In WVU’s football program, that process starts immediately following each game, and stretches out over several days as the team works from one contest to the next.
Of course, there’s in-game coaching, where feedback occurs as soon as a player comes to the sideline, in the hopes of correcting the error so it doesn’t happen again. When the game is over, though, the process hits another gear.
Several staff members, who have recorded the game from multiple angles, have already cut the game up into each play, then tagged those so that they can be viewed by the coaching staff and uploaded them to WVU’s video system and the coaches’ laptops or iPads. The coaches don’t have to just watch the game in a linear fashion; they can look at groups of plays by down and distance, for example, if they want to zero in on specific situations.

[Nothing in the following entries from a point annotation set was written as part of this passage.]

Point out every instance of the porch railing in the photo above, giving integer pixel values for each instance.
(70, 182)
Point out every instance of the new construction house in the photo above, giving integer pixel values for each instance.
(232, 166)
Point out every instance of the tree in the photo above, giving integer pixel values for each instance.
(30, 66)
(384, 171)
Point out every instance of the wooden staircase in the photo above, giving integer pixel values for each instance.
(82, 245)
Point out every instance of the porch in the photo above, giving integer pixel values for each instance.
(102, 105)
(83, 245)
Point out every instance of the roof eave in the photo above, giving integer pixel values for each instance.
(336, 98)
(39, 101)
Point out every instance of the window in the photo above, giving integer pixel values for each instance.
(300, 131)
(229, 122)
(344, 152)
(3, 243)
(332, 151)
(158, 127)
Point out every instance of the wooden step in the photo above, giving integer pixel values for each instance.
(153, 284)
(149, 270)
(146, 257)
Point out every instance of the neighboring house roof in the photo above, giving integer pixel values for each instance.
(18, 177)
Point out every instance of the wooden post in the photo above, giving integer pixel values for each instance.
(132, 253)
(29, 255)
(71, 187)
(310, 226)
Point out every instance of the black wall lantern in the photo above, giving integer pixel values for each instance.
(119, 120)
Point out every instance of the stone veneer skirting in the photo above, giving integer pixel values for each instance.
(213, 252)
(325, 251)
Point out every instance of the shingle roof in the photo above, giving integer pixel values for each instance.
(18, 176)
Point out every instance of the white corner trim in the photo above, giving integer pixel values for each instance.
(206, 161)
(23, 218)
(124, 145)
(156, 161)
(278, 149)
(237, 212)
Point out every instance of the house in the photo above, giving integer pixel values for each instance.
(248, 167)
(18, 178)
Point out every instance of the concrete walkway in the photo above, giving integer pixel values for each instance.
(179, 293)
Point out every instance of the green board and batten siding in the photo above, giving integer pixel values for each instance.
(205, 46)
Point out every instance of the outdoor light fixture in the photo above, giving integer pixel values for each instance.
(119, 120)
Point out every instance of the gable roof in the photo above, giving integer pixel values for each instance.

The first watch of the game comes just an hour or two after the conclusion of the contest.
“As a staff we watch the game, and if it’s an away game, we have time on the way home so we watch it then,” WVU head coach Neal Brown explained. “You may have a minute to give [the players] a pointer when you get off the plane. We put the comments in our computer system, and then they can see them on Sunday. We can’t meet with them, but they are able to see it.”
Players can access all of the video on their personal computers and mobile devices, so they get their own initial review of the game, and their play, before reconvening with the coaches.
“We watch the game with them on Monday mornngs, and go over the positives and the negatives,” Brown continued. Then it’s on to the practice field, where corrections are repped as part of preparations for the next week’s opponent.
“You have to coach them better and find a way to get what you are trying to do across to them,” defensive coordinator Jordan Lesley said of the improvement process.
Fixing the actual errors, though, are just part of the teaching. Brown has some larger points to make when addressing a bad route or an error in coverage technique.
“The learning point for this team is why the details matter, how small the margin is between winning and losing,” he said. “The (OSU) game was winnable. There were winning plays that we could have made to change the outcome, but we didn’t make them. You have to learn from those things.”
The battle to improve, and minimize errors, is an ongoing one. While Brown detailed some of the issues from the OSU game, which included defenders “trying to do to much” at times and offensive technique miscues, Lesley included another important area that has to be executed seamlessly.
“Communication has to happen from the sideline to the field, and then from the guys on the field that communicate the signals and the formation to the rest of the players. It all works together, and it’s everyone’s responsibility to make sure it’s executed.”
While that wasn’t a huge problem area against the Cowboys, it is something that requires constant work to hone, especially with different players on the field in different situations.
Finally, there’s the competition. Nobody wants to hear it, but in almost every game the other team is going to have better players at some spots. They can force mistakes, and coaches have to find ways to work around those advantages that tilt toward the opposition.
“That’s part of it,” Brown concluded. “We have to figure out a way to overcome some of those things. You own your mistakes, you hold each other accountable, and you get back to work to get it fixed.”